The 328-foot container ship Saga remained in George Town harbour Tuesday afternoon, five days after it ran aground at Eden Rock.
Cayman 27 was the first to report the widespread damage to the much-loved dive and snorkel site, causing at least two sections of the cavern system to collapse.
The Department of Environment continued its investigation, interviewing the ship’s captain again about the incident.
Meanwhile, some are calling for policy changes they say will prevent future accidents.
Five days after it ran aground at Eden Rock, the Saga container vessel could still be seen off shore just north of George Town…
DOE officials told Cayman 27 the vessel and its crew are not officially being detained. Several meetings were scheduled for Tuesday, including another interview with the captain. The hope is that the parties involved can come to a resolution before the ship carries on to its next destination.
The DOE said the Saga grounding is the first incident involving a cargo ship making a navigational error in this location since the cargo dock was constructed.
Paradise Snorkel and Scuba manager Chris Bodden told Cayman 27 in the hours after the incident occurred he believes requiring the use of local ship pilots during docking maneuvers could make it the last.

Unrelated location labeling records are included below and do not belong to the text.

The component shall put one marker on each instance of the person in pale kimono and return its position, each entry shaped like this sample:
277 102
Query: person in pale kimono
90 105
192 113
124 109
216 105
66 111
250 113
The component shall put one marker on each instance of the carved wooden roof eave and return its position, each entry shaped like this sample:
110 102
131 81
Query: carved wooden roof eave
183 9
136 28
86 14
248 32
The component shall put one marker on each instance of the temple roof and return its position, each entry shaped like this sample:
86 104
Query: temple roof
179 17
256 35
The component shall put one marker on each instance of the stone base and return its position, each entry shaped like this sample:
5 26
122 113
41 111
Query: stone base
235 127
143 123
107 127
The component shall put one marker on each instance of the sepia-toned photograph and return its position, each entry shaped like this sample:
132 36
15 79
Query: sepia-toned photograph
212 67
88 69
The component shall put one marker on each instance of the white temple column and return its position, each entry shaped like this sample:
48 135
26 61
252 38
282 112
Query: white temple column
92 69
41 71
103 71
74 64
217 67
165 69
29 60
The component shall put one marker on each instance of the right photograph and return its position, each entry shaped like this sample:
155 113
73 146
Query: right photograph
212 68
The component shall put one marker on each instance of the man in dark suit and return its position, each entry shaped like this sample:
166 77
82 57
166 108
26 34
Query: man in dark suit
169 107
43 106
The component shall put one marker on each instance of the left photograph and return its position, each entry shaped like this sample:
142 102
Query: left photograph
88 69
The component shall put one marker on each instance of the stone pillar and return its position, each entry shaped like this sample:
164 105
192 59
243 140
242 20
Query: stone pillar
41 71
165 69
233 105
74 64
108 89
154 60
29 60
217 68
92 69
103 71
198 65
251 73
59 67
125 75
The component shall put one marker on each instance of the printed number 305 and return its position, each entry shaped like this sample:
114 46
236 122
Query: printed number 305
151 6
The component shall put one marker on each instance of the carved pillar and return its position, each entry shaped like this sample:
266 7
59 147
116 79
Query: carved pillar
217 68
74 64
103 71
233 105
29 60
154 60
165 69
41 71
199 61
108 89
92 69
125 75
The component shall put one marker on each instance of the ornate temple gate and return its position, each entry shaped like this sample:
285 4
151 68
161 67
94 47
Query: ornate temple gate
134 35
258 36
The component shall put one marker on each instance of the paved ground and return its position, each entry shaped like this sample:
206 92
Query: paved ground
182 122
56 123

“Unlike just about every other port in the world where, if you come in on a large size vessel, you’re required to have a local pilot who knows the area, who knows the reef, you know, the dock, the winds and all that kind of stuff, to bring your ship in for you,” said Mr. Bodden.
Monday morning, Port Authority harbour patrol was on the water, re-installing two marker buoys in the area. DOE divers were also in the water, conducting a full assessment of the damage caused by the grounding.
The DOE has assured the public arrangements are being made to ensure the responsible party makes restitution, and hopes Tuesday talks deliver results.
There have been several incidences of reef damage caused by ships in recent years. Earlier this year, the mega-yacht owned by Microsoft billionaire Paul Allen damaged coral reef off the coast of West Bay, near the Doc Poulson wreck. This month, the Ministry of Environment announced a financial settlement had been reached with the billionaire’s company, however the terms of the agreement were not released.
In December 2015, the MV Zenith’s anchor damaged sections of a George Town reef. Dive Instructor Scott Prodahl’s video of the anchor on the reef went viral. However, that damage occurred inside the designated anchorage area, and no prosecution occurred.
In April 2015, a 300-pound anchor used as a temporary mooring for the Cayman Magic Reef Recovery was caught and dragged by a passing vessel. That anchor came to rest at Eden Rock, damaging a portion of reef.
In March 2015, a 625 square foot section of damaged reef was discovered at the 13 Trees dive site. The DOE determined the damage occurred in a two-week window, but were unable to determine which of three mega-yachts anchored in the area during that window was ultimately responsible for the damage. No prosecution took place.
In 2014, the Carnival Magic’s anchor and chain destroyed 16,000 square feet of coral reef near Don Foster’s Dive Cayman. A DOE report determined three parties were responsible, the Port Authority, Bodden Shipping Agency, and Carnival Cruise Lines, but none of the parties deemed at fault were prosecuted. A volunteer effort to restore the reef was initiated, raising $28,000 CI from the Cayman community. Eventually, Carnival Cruise Lines coughed up $100,000 US for the restoration effort, which was finally completed in 2016.
Back in 2010, a ship’s anchor struck Eden Rock, and in 2007, an anchor off the coast of Spotts beach damaged reef in that area.